The Nest Thermostat Review: 1 Year In

Is it the Nest the single greatest invention in human history? Probably not. Is $250 a lot of money for a thermostat? Of course.

That being said, after a year of using the Nest, I’ve become an evangelist.

I’m going to break down my real costs, and while there are all kinds of variables to consider when making comparisons between what I have seen and what you might see, this should at least give you a decent idea of what your savings could look like.

For us, the plan was simple. Our energy bill from June 2011 – May 2012 was $2,010.That’s a whole lot of money, and we were looking for ways to cut cost. Thermostats control about 50% of any energy bill so that seemed like a good place to start. Less than an hour after picking up a Nest, our old thermostat was off the wall and the Nest was up and running. Installation is crazy easy.

So here we are, a year in, with at least anecdotally good results. Our energy bill for the first 12 months of Nest usage was $1,352. That represents an energy cost savings of $658 (32%).

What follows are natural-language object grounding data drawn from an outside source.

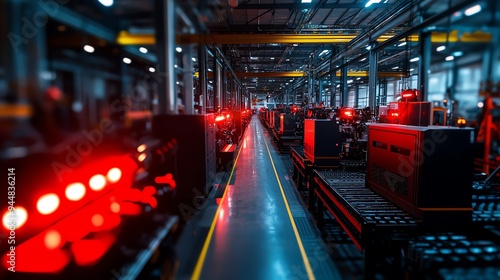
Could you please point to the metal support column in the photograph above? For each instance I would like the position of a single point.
(356, 96)
(202, 74)
(372, 79)
(188, 96)
(424, 65)
(24, 48)
(218, 85)
(165, 44)
(344, 89)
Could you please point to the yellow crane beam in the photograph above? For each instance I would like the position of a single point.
(126, 38)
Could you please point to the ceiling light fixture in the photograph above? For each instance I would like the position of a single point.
(473, 10)
(88, 48)
(370, 2)
(107, 3)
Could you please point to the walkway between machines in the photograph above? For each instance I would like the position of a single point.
(253, 235)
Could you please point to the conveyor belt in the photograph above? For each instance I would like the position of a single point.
(486, 209)
(252, 235)
(359, 210)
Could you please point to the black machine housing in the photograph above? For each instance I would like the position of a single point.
(424, 170)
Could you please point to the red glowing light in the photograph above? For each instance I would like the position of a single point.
(47, 204)
(141, 148)
(114, 174)
(15, 219)
(52, 239)
(142, 157)
(115, 207)
(167, 179)
(75, 191)
(97, 220)
(97, 182)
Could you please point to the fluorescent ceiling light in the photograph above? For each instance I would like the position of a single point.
(473, 10)
(88, 49)
(370, 2)
(324, 52)
(107, 3)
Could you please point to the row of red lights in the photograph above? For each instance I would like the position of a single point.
(49, 203)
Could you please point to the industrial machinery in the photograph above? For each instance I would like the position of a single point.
(424, 170)
(99, 212)
(409, 113)
(195, 153)
(322, 142)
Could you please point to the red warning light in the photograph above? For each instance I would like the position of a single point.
(97, 182)
(15, 219)
(52, 239)
(167, 179)
(75, 191)
(47, 204)
(114, 175)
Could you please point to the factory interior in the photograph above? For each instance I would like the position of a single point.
(250, 139)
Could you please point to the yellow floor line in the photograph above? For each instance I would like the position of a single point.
(310, 273)
(201, 259)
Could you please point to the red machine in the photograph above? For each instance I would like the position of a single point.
(424, 170)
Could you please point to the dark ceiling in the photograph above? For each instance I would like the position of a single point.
(354, 24)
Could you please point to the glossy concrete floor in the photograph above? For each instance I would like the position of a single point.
(260, 229)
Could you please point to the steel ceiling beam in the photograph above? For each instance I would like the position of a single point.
(293, 74)
(298, 74)
(291, 6)
(125, 38)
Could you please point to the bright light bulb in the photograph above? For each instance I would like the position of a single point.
(47, 204)
(75, 191)
(97, 182)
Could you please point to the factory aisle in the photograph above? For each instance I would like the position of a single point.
(253, 235)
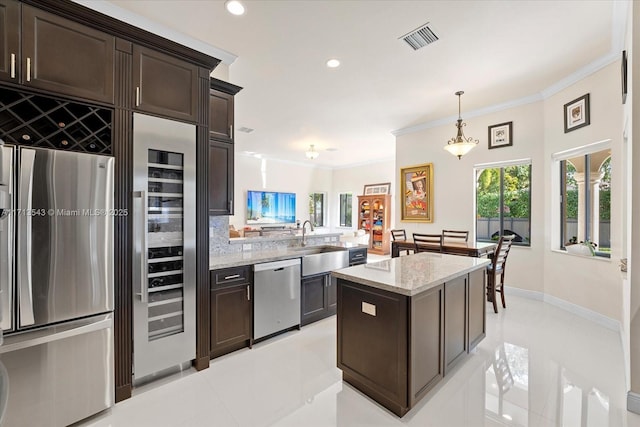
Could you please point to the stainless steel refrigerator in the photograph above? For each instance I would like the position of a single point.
(164, 234)
(56, 283)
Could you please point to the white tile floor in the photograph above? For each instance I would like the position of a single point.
(556, 369)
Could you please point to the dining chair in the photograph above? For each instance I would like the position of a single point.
(455, 234)
(400, 235)
(427, 242)
(497, 268)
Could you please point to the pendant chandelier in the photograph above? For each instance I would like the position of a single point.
(311, 153)
(460, 145)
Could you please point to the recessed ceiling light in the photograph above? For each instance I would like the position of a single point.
(234, 7)
(333, 63)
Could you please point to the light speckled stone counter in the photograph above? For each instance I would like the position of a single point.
(254, 257)
(411, 275)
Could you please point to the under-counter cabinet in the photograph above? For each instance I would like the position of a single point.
(319, 298)
(231, 309)
(164, 84)
(48, 52)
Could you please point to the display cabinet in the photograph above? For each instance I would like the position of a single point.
(374, 216)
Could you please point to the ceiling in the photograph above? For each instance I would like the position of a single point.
(498, 52)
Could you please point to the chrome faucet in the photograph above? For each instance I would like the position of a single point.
(303, 229)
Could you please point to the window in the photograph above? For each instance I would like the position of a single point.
(345, 210)
(585, 200)
(317, 209)
(503, 201)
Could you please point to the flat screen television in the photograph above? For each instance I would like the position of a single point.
(271, 207)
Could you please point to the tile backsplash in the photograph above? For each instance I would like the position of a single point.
(219, 243)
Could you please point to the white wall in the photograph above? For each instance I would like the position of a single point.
(591, 283)
(278, 176)
(538, 132)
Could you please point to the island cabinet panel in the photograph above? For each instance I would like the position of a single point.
(396, 347)
(477, 314)
(164, 85)
(318, 298)
(372, 343)
(427, 340)
(231, 310)
(455, 321)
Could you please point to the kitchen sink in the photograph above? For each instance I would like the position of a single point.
(322, 259)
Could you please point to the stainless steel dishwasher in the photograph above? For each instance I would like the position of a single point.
(276, 302)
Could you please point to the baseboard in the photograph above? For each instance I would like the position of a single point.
(524, 293)
(633, 402)
(576, 309)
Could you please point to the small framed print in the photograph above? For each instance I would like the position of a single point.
(501, 135)
(576, 113)
(416, 188)
(375, 189)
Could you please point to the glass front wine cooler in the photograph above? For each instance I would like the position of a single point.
(165, 266)
(164, 244)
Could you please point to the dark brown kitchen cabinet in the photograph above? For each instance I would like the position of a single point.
(10, 34)
(164, 84)
(221, 115)
(319, 298)
(477, 319)
(56, 54)
(231, 310)
(455, 321)
(221, 166)
(221, 148)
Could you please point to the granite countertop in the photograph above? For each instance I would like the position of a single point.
(254, 257)
(411, 275)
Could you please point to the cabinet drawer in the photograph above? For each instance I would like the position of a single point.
(231, 276)
(357, 256)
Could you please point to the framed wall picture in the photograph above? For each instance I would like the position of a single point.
(576, 113)
(375, 189)
(416, 189)
(623, 76)
(501, 135)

I really think the Nest does 3 things better than even very good programmable thermostats.

  • It’s very easy to program. If you can use a smart phone, you can program a Nest – without a manual.
  • Auto-Away – I don’t know how it’s so good at knowing when you’re gone, but it’s impressive.
  • Airwave – Coolest thing, it cuts off your A/C but keeps the fan running across the condensor to get every ounce of cold into your house.

All in all, the Nest saved us a lot of money, and I’d highly recommend it.

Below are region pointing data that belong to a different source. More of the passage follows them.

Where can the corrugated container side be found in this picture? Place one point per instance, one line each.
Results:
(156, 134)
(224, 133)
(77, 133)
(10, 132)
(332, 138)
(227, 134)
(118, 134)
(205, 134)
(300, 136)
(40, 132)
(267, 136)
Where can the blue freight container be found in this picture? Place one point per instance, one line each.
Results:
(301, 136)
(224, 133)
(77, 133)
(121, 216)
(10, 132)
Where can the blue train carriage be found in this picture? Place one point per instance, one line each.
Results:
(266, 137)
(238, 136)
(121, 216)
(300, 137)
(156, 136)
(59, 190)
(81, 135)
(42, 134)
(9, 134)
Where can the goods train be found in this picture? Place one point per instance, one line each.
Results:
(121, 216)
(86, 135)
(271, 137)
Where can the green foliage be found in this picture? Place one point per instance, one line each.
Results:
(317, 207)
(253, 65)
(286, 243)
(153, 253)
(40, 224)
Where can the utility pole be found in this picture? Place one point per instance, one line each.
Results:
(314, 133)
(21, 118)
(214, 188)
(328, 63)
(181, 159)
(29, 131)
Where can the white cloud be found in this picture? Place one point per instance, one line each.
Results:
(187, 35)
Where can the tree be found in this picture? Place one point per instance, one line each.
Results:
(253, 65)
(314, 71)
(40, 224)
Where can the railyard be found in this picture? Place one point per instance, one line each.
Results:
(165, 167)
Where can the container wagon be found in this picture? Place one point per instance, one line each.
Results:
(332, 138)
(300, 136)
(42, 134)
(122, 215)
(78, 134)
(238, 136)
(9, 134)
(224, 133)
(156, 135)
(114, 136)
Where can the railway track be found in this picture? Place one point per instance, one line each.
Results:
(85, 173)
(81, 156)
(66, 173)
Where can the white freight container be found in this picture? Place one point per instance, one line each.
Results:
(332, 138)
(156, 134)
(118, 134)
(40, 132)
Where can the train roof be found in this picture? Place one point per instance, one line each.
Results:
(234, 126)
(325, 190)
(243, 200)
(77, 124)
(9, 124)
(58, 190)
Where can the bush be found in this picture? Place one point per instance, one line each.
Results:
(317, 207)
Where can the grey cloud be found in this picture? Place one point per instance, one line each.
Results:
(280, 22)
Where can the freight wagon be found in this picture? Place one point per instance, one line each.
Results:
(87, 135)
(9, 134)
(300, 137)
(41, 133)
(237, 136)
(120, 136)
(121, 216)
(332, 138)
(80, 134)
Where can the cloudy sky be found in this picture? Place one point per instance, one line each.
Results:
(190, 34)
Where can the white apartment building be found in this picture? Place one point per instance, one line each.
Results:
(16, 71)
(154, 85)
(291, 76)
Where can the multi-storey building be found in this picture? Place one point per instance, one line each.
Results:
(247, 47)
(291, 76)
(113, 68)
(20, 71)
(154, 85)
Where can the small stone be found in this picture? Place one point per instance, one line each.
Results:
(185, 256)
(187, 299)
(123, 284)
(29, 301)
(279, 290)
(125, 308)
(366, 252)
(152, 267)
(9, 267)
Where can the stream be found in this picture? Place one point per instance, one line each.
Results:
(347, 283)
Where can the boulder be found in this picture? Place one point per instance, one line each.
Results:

By the way, here’s a pretty chart showing our energy saving month to month:

I have the Gen 1 version so I have no idea if Gen 2 would have the same results. It should, but I don’t know.

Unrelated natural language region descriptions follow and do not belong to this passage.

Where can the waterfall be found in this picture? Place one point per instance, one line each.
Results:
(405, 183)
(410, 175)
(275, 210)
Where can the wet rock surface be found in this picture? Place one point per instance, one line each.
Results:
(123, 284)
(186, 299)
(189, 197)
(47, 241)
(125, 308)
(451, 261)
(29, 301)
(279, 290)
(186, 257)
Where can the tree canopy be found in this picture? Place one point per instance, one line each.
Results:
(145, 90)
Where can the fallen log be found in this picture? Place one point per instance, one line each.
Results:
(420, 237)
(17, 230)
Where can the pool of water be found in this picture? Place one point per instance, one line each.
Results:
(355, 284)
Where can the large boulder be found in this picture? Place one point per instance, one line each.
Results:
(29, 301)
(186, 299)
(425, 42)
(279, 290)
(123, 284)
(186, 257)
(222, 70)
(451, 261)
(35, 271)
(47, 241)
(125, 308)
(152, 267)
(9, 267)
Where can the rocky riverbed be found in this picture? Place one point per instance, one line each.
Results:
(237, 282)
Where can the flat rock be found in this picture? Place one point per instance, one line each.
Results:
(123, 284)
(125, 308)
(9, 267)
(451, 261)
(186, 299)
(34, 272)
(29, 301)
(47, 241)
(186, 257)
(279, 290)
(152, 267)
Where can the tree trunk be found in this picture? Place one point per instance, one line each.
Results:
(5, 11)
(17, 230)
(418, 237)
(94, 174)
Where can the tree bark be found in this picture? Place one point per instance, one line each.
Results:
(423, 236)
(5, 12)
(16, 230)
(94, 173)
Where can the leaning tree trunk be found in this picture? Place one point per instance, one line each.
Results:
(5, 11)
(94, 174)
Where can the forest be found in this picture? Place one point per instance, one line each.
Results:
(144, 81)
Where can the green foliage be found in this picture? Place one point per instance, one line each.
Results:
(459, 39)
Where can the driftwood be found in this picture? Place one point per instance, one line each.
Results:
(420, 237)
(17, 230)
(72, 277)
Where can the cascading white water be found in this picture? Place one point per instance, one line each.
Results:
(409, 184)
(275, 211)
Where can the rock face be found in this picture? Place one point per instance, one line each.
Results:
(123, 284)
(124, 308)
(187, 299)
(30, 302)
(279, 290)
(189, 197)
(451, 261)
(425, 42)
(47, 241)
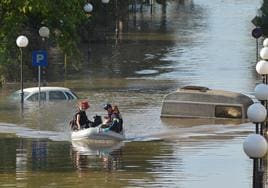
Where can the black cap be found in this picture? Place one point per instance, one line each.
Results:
(106, 106)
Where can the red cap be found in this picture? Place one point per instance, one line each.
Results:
(84, 104)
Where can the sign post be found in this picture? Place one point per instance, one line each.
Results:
(39, 58)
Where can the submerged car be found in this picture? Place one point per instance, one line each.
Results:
(46, 94)
(202, 102)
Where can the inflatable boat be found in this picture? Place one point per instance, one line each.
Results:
(97, 133)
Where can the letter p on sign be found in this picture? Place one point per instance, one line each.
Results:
(39, 58)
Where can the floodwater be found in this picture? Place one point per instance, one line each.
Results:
(196, 42)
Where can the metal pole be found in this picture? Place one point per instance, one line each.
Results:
(39, 83)
(257, 50)
(255, 173)
(21, 77)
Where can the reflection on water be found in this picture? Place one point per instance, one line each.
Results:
(110, 154)
(185, 42)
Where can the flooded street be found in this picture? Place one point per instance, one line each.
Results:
(190, 43)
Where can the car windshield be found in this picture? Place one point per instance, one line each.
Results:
(16, 95)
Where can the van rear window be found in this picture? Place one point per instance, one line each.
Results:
(223, 111)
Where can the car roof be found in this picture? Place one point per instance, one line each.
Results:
(34, 89)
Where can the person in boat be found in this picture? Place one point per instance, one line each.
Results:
(113, 120)
(81, 120)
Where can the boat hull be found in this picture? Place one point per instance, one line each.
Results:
(96, 133)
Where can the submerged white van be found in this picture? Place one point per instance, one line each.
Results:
(202, 102)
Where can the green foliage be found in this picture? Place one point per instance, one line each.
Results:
(262, 19)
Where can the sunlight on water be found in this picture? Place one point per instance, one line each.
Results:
(193, 42)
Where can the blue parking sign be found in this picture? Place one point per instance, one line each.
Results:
(39, 58)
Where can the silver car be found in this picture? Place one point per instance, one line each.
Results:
(46, 94)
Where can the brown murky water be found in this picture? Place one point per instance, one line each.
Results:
(194, 42)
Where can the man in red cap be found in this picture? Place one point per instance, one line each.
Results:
(82, 121)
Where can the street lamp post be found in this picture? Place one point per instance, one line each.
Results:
(22, 42)
(105, 2)
(44, 33)
(255, 146)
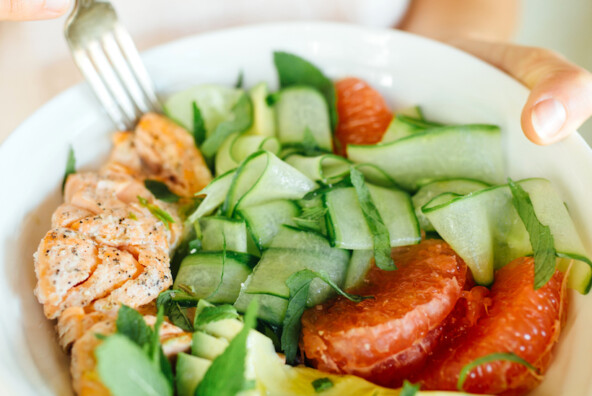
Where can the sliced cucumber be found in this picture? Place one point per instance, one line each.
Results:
(401, 127)
(219, 231)
(264, 221)
(267, 283)
(291, 237)
(190, 371)
(214, 193)
(223, 328)
(413, 112)
(486, 231)
(202, 273)
(239, 146)
(263, 114)
(359, 265)
(299, 108)
(347, 225)
(214, 101)
(323, 167)
(263, 177)
(469, 151)
(207, 346)
(430, 190)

2 Responses to The Nest Thermostat Review: 1 Year In
  1. Kim

    I’m intrigued, but what’s a “traditional” thermostat? Does that mean one that can’t be programmed at all? In that case you’ll surely save energy, but you could also save energy with a $60 programmable one.

    I’d be very interested if anyone can quantify savings between the $60 and the $250 approaches to the same problem…not that elegant design isn’t worth something on its own.

  2. Greg Starling

    That’s a fair question. I actually had a programmable thermostat, but truth be told, I wouldn’t program it because it was pretty difficult to do. The only advantages a Nest would have over a programmable thermostat (other than intuitive interface) would be the auto-away, which is impressive, and airwave, it’s ability to continue to cool your house by pushing air over the cold condenser after the condenser has kicked off. I have no way to quantify that savings, but it would be something I’m sure. To me, having something I’d actually program and could even modify from my phone was huge.